An 18th century re-use pocket thedreamstress.com

12 Comments

  1. Christina Kinsey says

    Great idea, l have thought at times about adapting some of my dresses (not hostorical in style but full skirted enough) to take waist pockets for purse, keys etc. Would save me having to use a handbag…
    Beautiful pockets, beautiful model, l can see she likes your fabric choice too

  2. River says

    After a couple trips to a Ren Faire, I gave in and started making and wearing waist pouches (fanny packs, pockets, belts, purses, bags, call it what you like ). I sew a simple purse, put it on a crocheted belt, tie it around my waist and I’m on my way, both in real life and at Ren Faires.

    Keeps my hands free, I never have to worry about forgetting my purse and thanks to the size, keeps possessions to a minimum. My wallet, phone, writing pad, personal supplies, keys, chopstick and whatever spare change I accumulate.

    I get odd looks but also positive comments. I like having my hands free and not having to wrestle with a purse.

  3. Elise says

    What a wonderful story! (Your photos from Costume College looked like way fun–looking forward to more posts as you process your last adventure!) I especially like how the elastics were then donated to another shop!

    I just realised that 18th-century pockets have their modern equivalent in construction tool belts! No wonder, because they are both very handy. I imagine that the pouches of the pockets are much better for holding small things than their leather counterparts.

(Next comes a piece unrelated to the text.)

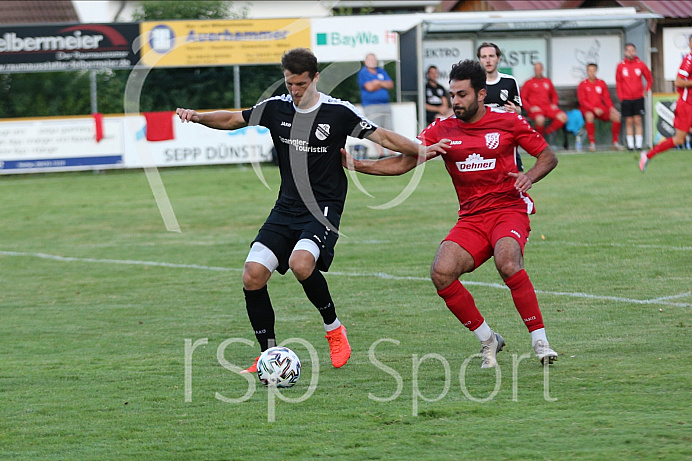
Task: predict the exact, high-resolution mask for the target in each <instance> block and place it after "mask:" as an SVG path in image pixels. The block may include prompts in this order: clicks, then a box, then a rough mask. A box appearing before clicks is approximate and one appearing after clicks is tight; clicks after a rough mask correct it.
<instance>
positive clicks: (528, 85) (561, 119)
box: [521, 62, 567, 137]
mask: <svg viewBox="0 0 692 461" xmlns="http://www.w3.org/2000/svg"><path fill="white" fill-rule="evenodd" d="M533 72H534V74H535V77H533V78H530V79H528V80H527V81H526V83H524V86H522V87H521V95H522V97H523V98H524V99H523V101H524V107H525V108H526V112H527V114H528V117H529V118H531V119H533V120H534V121H535V122H536V131H538V132H539V133H540V134H541V136H543V137H545V136H548V135H549V134H550V133H553V132H555V131H557V130H559V129H560V128H562V127H563V126H565V123H567V114H566V113H565V112H563V111H561V110H560V109H559V108H558V107H557V103H558V97H557V91H555V87H554V86H553V82H551V81H550V79H549V78H548V77H545V76H544V75H543V64H542V63H540V62H537V63H535V64H534V65H533ZM546 118H549V119H551V120H552V122H551V123H550V126H548V128H547V129H546V128H545V120H546Z"/></svg>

    • Dear Felicity kitty,
      My name is Nutmeg and I’m a calico, too. My buddy Lilypepper and I love fabric, and think you lucky to have such a handsome pair of pockets to attack, roll on, rabbit kick, and nap under. Is your Mama going to mark them with the date and their history, so they may be passed on perhaps longer than she imagines?

      Very best,
      Nutmeg and Natalie

  4. Laurie Taylor says

    Hello. Have loved your blog, but it’s even better now, having met you in person. I was with Amy at the airport, when you arrived. The pockets are delightful, and it is so cool that they’ll be gardening tools someday. I’m inspired to make a set for a friend. Thank you!

  5. Elaine says

    The pockets are beautiful and very practical. I loved seeing lots of photos of Felicity – I’ve missed her.

  6. Pocket… or cat cape?

    I put pockets like these in my first novel. They formed a very useful plot device: the main character absent-mindedly put a container of sulphur in her pocket and found it days later – when wearing a different dress. Next step: making gunpowder to break out of prison. A very accomplished young lady. 🙂

  7. Tsu Dho Nimh says

    “I needed someplace to hold all my personal stuff: lip balms and room keys. Standard Georgian street vendor belongings – you know.”

    Yes … those 18th Century cell phones were ENORMOUS..

    Your cat is amazing. Mine would have chewed the strings, shredded any paper patterns and dragged any surviving bits to the water dish for a thorough soaking.